O veterano Alain Resnais tem lugar cativo no imaginário cinéfilo há muito tempo, desde que dirigiu os estimados Hiroshima, meu amor (1959) e, posteriormente, Ano passado em Marienbad (1961). Com essa obras icônicas, o realizador francês pavimentou sua carreira, sendo o único entre os que praticam o chamado "cinema de autor" a não escrever os seus próprios roteiros. Seus 55 anos de estrada constituem um mosaico amplo a respeito da fragilidade humana, somado à angústia pela passagem do tempo e ao baú de recordações de que é formada a memória. E essa espécie de perseguição ao tipos humanos em sua incursões pelas entrelinhas do próprio pensamento mais uma vez é a tônica de um trabalho seu. Especificamente "Ervas daninhas" (2008), exibido no Festival de Cannes de 2009.

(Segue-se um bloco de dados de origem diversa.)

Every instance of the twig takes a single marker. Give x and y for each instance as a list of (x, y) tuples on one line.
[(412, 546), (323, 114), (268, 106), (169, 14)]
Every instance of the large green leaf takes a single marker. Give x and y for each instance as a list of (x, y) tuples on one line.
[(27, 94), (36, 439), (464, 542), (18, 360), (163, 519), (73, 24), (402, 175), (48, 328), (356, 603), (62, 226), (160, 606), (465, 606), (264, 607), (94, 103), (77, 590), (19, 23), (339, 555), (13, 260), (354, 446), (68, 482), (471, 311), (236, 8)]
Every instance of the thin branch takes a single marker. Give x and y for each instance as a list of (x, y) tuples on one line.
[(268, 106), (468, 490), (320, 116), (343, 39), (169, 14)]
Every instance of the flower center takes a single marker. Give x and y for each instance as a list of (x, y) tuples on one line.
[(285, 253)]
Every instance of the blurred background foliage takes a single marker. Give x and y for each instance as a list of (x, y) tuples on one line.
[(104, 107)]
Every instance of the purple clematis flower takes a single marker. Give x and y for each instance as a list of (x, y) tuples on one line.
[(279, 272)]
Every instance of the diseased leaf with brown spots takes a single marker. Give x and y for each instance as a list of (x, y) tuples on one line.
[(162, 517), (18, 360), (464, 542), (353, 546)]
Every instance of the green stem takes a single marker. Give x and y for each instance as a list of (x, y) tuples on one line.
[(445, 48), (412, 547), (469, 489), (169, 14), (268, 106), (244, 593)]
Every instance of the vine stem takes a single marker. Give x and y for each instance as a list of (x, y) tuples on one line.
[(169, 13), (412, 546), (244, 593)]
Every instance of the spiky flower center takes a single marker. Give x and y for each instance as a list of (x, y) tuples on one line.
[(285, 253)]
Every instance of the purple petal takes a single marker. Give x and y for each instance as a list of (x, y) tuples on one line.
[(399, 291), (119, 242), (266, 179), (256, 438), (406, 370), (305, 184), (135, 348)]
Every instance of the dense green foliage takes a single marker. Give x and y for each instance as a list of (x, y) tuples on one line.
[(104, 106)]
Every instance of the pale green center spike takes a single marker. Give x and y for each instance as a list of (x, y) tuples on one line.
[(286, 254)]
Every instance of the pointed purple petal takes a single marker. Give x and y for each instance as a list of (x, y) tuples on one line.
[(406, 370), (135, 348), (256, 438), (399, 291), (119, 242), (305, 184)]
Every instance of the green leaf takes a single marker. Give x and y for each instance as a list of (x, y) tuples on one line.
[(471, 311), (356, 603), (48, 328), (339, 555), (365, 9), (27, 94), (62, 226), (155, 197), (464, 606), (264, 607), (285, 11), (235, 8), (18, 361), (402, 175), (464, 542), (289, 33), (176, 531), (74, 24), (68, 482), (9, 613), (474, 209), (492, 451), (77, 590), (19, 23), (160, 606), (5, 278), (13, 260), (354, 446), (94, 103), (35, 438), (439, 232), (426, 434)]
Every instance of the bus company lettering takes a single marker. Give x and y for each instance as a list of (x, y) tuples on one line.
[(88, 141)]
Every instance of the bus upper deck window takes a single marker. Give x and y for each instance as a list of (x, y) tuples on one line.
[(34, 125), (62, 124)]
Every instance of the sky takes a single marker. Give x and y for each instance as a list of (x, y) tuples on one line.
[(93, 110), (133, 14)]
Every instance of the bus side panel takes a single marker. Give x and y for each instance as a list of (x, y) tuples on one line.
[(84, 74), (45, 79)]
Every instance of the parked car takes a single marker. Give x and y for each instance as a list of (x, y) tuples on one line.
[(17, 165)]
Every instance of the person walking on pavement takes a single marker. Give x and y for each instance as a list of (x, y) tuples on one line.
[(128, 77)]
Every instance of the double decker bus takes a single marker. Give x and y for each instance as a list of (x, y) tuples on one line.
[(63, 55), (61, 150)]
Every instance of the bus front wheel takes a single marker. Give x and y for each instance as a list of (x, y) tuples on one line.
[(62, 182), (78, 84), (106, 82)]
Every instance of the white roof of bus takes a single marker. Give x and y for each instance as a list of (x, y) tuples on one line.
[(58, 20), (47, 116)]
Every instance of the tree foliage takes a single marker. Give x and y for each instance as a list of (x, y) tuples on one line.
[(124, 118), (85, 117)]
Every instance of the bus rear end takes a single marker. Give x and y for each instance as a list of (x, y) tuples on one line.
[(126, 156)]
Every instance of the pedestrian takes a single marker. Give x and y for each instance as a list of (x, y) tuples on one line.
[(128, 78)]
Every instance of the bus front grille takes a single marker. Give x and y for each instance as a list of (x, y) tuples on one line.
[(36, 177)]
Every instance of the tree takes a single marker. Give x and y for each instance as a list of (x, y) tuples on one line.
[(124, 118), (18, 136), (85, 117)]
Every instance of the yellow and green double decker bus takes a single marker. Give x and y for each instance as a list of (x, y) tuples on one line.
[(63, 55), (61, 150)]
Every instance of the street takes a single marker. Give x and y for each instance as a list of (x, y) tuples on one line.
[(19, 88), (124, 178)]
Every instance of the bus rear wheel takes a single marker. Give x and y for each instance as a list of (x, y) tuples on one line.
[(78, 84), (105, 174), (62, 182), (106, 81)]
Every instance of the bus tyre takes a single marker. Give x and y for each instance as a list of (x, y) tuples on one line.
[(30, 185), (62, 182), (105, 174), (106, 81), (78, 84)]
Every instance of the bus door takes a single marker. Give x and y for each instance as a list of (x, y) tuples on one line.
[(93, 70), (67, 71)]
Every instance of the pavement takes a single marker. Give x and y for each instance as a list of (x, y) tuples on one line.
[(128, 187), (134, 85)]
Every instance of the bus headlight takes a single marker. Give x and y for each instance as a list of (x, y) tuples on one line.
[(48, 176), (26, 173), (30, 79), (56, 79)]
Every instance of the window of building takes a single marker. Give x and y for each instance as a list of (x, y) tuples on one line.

Trata-se de mais uma formidável caminhada pelo terreno fértil da inquietude dos homens por conta daquilo que não são capazes de dominar: a reação do outro às suas palavras, o peso de suas escolhas frustradas, além da inserção do absurdo no cotidiano. Tudo isso auxiliado por uma fotografia primorosa, marcada pelas tonalidades berrantes que, em primeira instância, denunciam a artificialidade das relações humanas na contemporaneidade. Em tempos de politicamente correto, Resnais se atreve a questionar os protocolos estabelecidos entre os indivíduos, quando precisam entrar em contato uns com os outros.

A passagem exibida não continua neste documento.